Sosialisasi Harga GKP di Petani dan Penggilingan

Mulai 15 Januari 2025, Harga Pembelian Pemerintah (HPP) Gabah dan Beras baru diberlakukan pemerintah. Perum Bulog ditugaskan untuk menyerap gabah petani sebanyak-banyaknya dengan harga sesuai ketentuan yang ditetapkan dalam Peraturan Kepala Badan Pangan Nasional No. 2/2025.
Berikut rincian ketentuan HPP tersebut:
- Gabah Kering Panen (GKP) di petani sebesar Rp6.500 per kg dengan kualitas kadar air maksimal 25% dan kadar hampa maksimal 10%.
- GKP di penggilingan sebesar Rp6.700 per kg dengan kualitas kadar air maksimal 25% dan kadar hampa maksimal 10%.
- Gabah Kering Giling (GKG) di penggilingan sebesar Rp8.000 per kg dengan kualitas kadar air maksimal 14% dan kadar hampa maksimal 3%.
- GKG di gudang Bulog sebesar Rp8.200 per kg dengan kualitas kadar air maksimal 14% dan kadar hampa maksimal 3%.
- Beras di gudang Bulog sebesar Rp12.000 per kg dengan kualitas derajat sosoh minimal 100%, kadar air maksimal 14%, butir patah maksimal 25%, dan butir menir maksimal 2%.

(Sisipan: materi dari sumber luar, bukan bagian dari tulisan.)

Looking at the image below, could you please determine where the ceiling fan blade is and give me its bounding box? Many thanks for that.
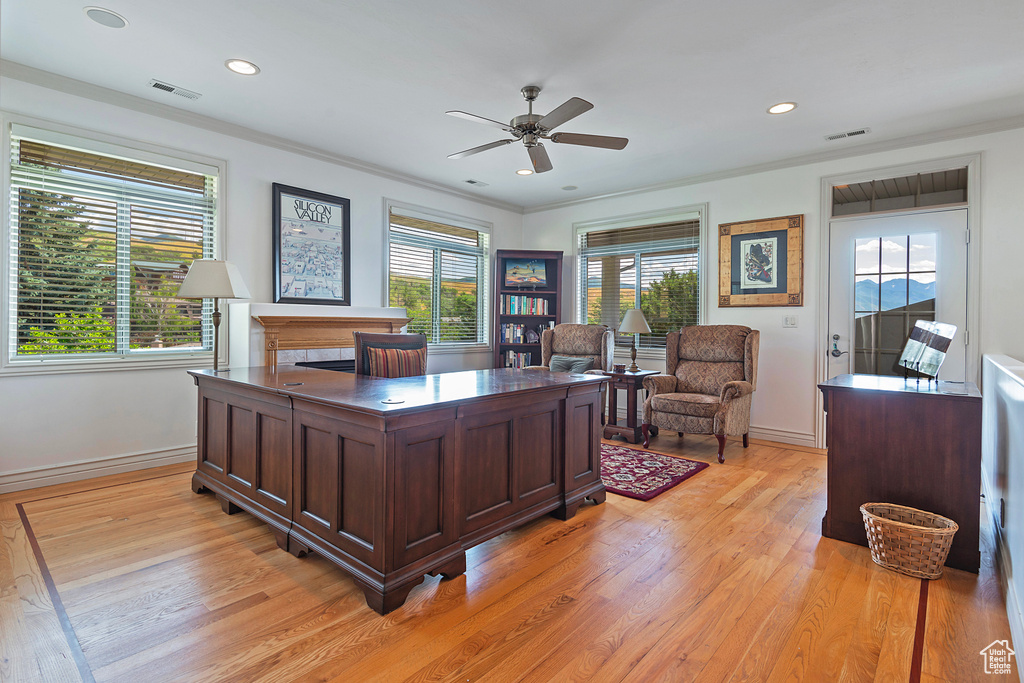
[449,140,515,159]
[537,97,594,130]
[445,111,515,133]
[551,133,630,150]
[526,142,554,173]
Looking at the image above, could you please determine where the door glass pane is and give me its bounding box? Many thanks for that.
[854,238,882,275]
[854,275,879,317]
[853,232,937,375]
[882,236,909,272]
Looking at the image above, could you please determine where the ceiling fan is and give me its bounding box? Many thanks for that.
[445,85,629,173]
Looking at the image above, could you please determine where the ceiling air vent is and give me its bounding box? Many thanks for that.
[150,79,203,99]
[825,128,871,142]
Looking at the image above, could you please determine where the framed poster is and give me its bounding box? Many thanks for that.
[273,182,352,306]
[718,214,804,308]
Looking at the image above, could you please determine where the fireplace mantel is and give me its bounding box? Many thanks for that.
[253,315,410,368]
[229,303,410,368]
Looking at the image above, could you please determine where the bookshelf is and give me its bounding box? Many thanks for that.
[492,249,562,368]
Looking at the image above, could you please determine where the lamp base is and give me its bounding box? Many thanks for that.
[626,338,640,373]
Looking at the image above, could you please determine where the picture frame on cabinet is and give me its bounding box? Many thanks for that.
[718,214,804,308]
[272,182,352,306]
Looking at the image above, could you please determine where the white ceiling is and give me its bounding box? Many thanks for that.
[0,0,1024,209]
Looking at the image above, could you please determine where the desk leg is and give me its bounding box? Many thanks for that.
[604,382,622,438]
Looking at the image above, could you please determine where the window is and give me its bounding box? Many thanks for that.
[7,126,217,361]
[388,207,489,344]
[577,215,700,349]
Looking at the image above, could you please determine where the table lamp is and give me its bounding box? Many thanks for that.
[178,258,249,373]
[618,308,650,373]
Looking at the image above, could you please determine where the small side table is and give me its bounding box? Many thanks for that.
[604,370,660,443]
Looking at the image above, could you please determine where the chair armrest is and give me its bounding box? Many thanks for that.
[720,380,754,405]
[643,375,677,396]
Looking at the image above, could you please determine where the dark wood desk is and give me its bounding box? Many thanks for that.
[604,370,660,443]
[189,367,606,614]
[818,375,981,573]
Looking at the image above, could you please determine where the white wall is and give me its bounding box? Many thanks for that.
[523,129,1024,445]
[0,78,522,492]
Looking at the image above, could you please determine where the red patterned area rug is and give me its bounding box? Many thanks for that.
[601,443,708,501]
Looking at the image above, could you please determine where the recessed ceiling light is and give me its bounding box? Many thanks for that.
[768,102,797,114]
[224,59,259,76]
[82,6,128,29]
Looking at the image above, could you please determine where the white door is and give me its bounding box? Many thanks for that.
[825,208,968,382]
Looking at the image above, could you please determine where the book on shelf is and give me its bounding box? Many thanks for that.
[498,321,555,344]
[502,294,551,315]
[505,351,534,368]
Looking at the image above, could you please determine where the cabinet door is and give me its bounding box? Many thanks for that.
[565,386,602,494]
[512,400,562,510]
[391,421,459,567]
[293,410,385,571]
[459,389,564,533]
[198,388,292,518]
[459,413,516,533]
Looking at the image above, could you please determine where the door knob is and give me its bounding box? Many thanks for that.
[830,335,849,358]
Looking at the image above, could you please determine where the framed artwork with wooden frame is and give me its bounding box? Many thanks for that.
[718,214,804,308]
[273,182,352,306]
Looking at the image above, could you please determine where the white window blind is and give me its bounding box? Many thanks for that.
[578,219,700,348]
[388,210,489,344]
[7,134,217,360]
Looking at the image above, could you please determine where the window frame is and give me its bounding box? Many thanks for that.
[0,113,228,377]
[572,202,709,358]
[382,199,494,354]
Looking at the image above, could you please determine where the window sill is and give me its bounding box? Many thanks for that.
[427,343,490,354]
[0,352,213,377]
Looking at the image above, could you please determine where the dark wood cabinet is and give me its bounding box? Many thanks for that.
[493,249,562,368]
[191,367,604,613]
[818,375,981,573]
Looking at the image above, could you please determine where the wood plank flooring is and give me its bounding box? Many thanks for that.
[0,434,1010,683]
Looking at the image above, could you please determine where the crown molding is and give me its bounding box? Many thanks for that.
[522,115,1024,214]
[0,59,523,214]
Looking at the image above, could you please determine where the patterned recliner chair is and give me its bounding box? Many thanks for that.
[642,325,761,463]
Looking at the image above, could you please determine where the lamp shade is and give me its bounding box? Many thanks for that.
[178,258,249,299]
[618,308,650,335]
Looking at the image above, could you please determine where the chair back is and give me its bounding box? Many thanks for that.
[541,323,614,370]
[352,332,427,377]
[665,325,761,395]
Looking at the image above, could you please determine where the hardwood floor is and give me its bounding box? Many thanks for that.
[0,434,1010,683]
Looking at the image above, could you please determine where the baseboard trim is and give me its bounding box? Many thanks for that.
[981,463,1024,681]
[0,443,196,494]
[750,425,815,449]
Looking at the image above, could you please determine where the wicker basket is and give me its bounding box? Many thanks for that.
[860,503,959,579]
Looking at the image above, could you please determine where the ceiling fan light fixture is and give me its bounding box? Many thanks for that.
[224,59,259,76]
[768,102,797,114]
[82,5,128,29]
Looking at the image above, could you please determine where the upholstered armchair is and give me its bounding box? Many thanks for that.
[534,323,614,372]
[642,325,761,463]
[527,323,615,424]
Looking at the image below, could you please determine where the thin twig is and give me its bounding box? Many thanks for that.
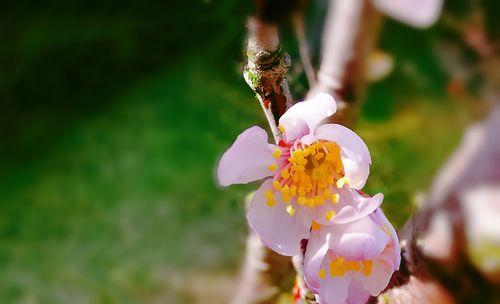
[232,17,293,304]
[293,11,316,88]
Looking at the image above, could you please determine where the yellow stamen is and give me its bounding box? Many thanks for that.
[318,268,326,279]
[273,180,281,190]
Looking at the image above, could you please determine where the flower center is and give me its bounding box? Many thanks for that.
[318,256,373,279]
[266,141,347,210]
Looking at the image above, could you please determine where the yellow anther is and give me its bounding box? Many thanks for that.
[273,149,281,158]
[267,163,278,171]
[273,180,281,190]
[331,193,340,205]
[318,268,326,279]
[266,198,276,207]
[281,169,290,179]
[311,221,321,231]
[325,210,337,221]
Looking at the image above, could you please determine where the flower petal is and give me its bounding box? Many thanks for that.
[347,280,371,304]
[304,227,328,293]
[374,0,443,28]
[370,208,401,271]
[279,93,337,142]
[217,126,276,186]
[314,187,384,225]
[316,256,352,304]
[325,217,390,260]
[301,124,372,189]
[355,260,394,296]
[247,179,312,256]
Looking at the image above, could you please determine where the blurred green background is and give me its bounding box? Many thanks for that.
[0,0,484,303]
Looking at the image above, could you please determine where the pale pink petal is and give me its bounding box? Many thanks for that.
[374,0,443,28]
[247,179,312,256]
[324,217,390,260]
[217,126,276,186]
[346,280,371,304]
[354,260,394,296]
[279,93,337,142]
[316,255,352,304]
[304,228,328,293]
[314,187,384,225]
[370,208,401,271]
[301,124,372,189]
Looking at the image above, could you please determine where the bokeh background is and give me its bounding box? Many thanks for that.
[0,0,494,303]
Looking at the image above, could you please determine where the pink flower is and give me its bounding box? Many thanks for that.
[304,208,400,304]
[217,94,383,256]
[374,0,443,28]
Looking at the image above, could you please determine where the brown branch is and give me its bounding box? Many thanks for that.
[232,16,294,304]
[308,0,381,125]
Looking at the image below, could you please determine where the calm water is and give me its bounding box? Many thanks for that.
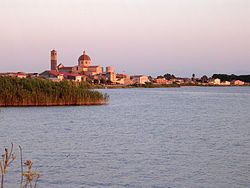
[0,87,250,188]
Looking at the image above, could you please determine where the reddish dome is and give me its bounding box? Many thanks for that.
[78,51,91,61]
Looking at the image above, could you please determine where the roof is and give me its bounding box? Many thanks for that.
[59,67,73,70]
[61,72,82,77]
[78,51,91,61]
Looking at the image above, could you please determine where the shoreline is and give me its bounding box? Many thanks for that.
[0,101,109,107]
[91,85,250,89]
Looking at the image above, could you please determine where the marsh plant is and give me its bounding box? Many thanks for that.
[0,143,40,188]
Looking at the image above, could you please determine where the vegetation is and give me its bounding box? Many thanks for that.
[0,77,108,106]
[0,143,40,188]
[212,74,250,82]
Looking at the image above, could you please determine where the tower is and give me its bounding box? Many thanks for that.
[50,49,57,70]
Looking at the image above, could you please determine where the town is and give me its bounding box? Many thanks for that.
[0,49,250,87]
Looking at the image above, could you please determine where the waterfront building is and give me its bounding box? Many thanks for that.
[50,49,57,70]
[131,75,150,84]
[221,81,231,86]
[39,70,64,81]
[231,80,245,86]
[154,78,173,84]
[213,78,221,85]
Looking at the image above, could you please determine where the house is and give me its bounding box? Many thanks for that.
[154,78,173,84]
[63,72,86,82]
[39,70,64,81]
[131,75,150,84]
[231,80,245,86]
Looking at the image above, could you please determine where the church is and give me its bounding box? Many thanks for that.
[54,50,103,76]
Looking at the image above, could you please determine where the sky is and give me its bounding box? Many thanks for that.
[0,0,250,77]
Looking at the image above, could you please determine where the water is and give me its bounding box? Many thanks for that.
[0,87,250,188]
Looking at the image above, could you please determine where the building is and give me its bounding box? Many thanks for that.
[154,78,173,84]
[39,70,64,81]
[131,75,150,84]
[231,80,245,86]
[50,49,57,70]
[221,81,231,86]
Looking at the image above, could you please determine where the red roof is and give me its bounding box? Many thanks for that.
[78,51,91,61]
[59,67,73,70]
[61,72,82,76]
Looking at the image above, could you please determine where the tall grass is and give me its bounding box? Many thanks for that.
[0,77,109,106]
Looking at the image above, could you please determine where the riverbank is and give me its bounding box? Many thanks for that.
[90,84,250,89]
[0,77,109,107]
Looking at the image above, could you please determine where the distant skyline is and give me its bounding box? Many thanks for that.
[0,0,250,77]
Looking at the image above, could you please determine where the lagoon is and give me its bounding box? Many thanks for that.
[0,87,250,188]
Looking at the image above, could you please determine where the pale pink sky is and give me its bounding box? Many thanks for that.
[0,0,250,76]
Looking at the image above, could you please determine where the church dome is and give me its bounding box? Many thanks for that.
[78,51,91,61]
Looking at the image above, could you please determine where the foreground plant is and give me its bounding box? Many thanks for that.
[0,143,16,188]
[0,143,40,188]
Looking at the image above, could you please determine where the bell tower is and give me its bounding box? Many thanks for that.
[50,49,57,70]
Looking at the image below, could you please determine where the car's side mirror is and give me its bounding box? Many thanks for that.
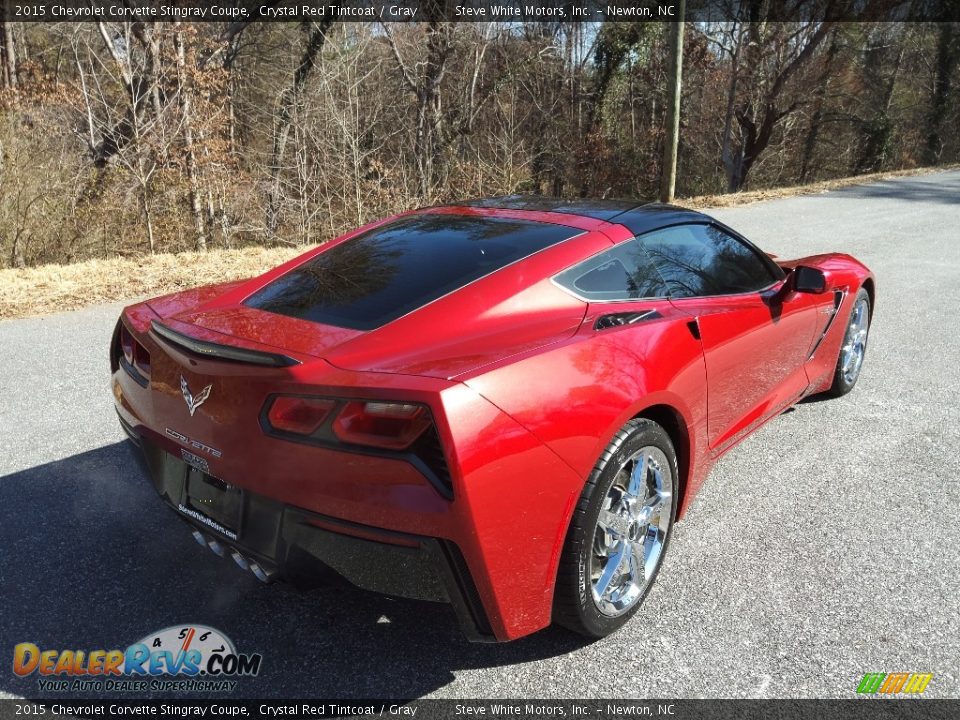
[793,265,827,295]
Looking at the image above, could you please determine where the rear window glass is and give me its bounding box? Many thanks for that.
[246,213,581,330]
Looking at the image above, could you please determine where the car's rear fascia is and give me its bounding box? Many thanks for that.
[113,304,582,640]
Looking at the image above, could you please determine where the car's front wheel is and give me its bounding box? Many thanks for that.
[554,418,678,638]
[829,288,870,397]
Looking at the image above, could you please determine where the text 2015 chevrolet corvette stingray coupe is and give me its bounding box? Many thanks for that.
[111,197,875,640]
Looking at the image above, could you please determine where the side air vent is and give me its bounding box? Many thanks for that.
[593,310,663,330]
[151,320,300,367]
[410,426,453,500]
[807,290,847,361]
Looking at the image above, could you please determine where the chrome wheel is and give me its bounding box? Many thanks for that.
[590,446,673,617]
[840,298,870,385]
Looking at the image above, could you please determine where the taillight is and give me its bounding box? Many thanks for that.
[267,395,336,435]
[260,395,453,500]
[333,402,432,450]
[116,320,150,387]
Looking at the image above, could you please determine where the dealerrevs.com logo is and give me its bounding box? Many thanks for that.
[13,625,263,692]
[857,673,933,695]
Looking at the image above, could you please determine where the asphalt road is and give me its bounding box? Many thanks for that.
[0,172,960,698]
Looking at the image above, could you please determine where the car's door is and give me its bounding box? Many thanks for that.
[554,238,706,430]
[639,223,817,451]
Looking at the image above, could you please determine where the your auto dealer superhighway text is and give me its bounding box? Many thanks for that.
[50,703,417,717]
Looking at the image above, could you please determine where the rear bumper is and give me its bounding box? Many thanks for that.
[120,417,497,642]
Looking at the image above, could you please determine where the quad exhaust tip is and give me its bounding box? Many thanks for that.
[190,530,277,583]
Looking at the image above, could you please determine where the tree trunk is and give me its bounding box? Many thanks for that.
[924,22,960,165]
[660,0,685,202]
[174,21,207,250]
[266,19,333,232]
[140,185,156,255]
[799,33,840,183]
[2,20,17,88]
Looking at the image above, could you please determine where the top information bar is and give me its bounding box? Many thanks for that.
[2,0,960,22]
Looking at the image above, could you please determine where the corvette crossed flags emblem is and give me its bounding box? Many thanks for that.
[180,375,213,417]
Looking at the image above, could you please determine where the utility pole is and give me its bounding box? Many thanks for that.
[660,0,686,202]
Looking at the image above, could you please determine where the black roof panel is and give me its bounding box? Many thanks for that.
[456,195,638,220]
[457,195,710,235]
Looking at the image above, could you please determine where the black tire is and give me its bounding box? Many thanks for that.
[553,418,679,638]
[827,288,870,397]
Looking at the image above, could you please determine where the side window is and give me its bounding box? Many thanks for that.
[639,225,779,297]
[555,240,667,302]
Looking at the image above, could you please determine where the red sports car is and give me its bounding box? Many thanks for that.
[111,197,875,640]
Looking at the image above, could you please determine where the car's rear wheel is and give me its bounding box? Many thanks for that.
[830,288,870,397]
[554,418,678,638]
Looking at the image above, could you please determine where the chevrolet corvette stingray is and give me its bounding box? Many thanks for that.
[110,196,875,641]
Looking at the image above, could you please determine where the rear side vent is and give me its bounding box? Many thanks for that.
[410,425,453,500]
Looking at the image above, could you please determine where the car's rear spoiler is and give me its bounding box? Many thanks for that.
[150,320,300,367]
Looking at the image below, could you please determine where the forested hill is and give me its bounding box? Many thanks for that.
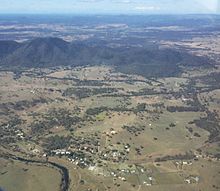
[0,37,211,77]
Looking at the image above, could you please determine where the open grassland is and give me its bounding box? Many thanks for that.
[0,66,220,191]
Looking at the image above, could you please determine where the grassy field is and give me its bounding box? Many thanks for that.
[0,66,220,191]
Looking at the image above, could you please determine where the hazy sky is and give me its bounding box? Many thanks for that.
[0,0,220,14]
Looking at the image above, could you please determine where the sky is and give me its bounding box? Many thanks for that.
[0,0,220,14]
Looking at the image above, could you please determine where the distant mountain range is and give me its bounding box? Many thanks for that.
[0,37,211,77]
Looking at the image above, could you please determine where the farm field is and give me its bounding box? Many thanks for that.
[0,65,220,191]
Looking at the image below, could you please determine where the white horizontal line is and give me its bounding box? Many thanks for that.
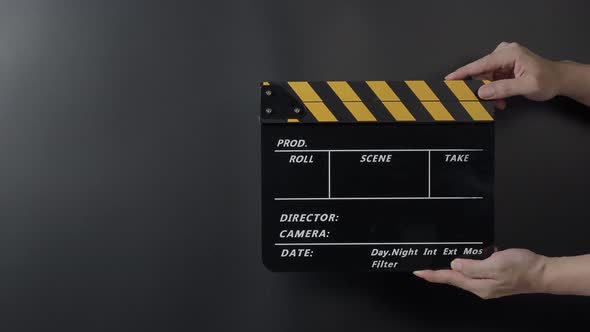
[275,197,483,201]
[275,149,483,153]
[275,242,483,246]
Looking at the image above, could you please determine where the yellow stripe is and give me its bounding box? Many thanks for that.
[445,81,478,100]
[327,81,377,121]
[383,101,416,121]
[343,101,377,121]
[326,81,361,101]
[367,81,400,101]
[406,81,438,101]
[288,82,329,102]
[305,102,338,122]
[422,101,455,121]
[461,101,494,121]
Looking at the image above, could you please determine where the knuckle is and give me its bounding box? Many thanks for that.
[475,290,494,300]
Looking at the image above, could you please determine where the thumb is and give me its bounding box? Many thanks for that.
[451,258,494,279]
[477,77,527,99]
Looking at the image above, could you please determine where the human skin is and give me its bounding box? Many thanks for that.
[445,42,590,109]
[414,42,590,299]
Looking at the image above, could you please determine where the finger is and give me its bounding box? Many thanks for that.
[477,77,527,99]
[451,258,496,279]
[493,99,506,110]
[445,49,514,80]
[414,270,482,293]
[494,42,510,52]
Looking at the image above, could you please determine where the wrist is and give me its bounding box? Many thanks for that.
[535,256,559,293]
[531,255,555,293]
[555,60,590,99]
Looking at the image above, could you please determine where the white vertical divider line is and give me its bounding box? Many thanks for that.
[428,150,432,197]
[328,151,332,198]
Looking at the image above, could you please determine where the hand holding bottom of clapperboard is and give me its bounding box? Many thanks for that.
[414,42,590,299]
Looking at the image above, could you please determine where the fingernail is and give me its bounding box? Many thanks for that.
[479,85,495,99]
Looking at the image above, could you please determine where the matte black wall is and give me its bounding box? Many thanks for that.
[0,0,590,331]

Selanjutnya, khusus untuk Gabah Kering Panen (GKP), harganya dibedakan antara di petani dan di penggilingan. Aturan harga dan persyaratannya sebagai berikut:
A. GKP di Tingkat Petani
- GKP di luar kualitas 1 di tingkat petani dengan kadar air maksimal 25%, kadar hampa 11-15%, dikenakan rafaksi (pemotongan/pengurangan harga) Rp300, sehingga HPP berlaku adalah Rp6.200 per kg.
- GKP di luar kualitas 2 dengan kadar air maksimal 26-30% dan kadar hampa maksimal 10%, dikenakan rafaksi Rp425, sehingga HPP-nya jadi Rp6.075 per kg.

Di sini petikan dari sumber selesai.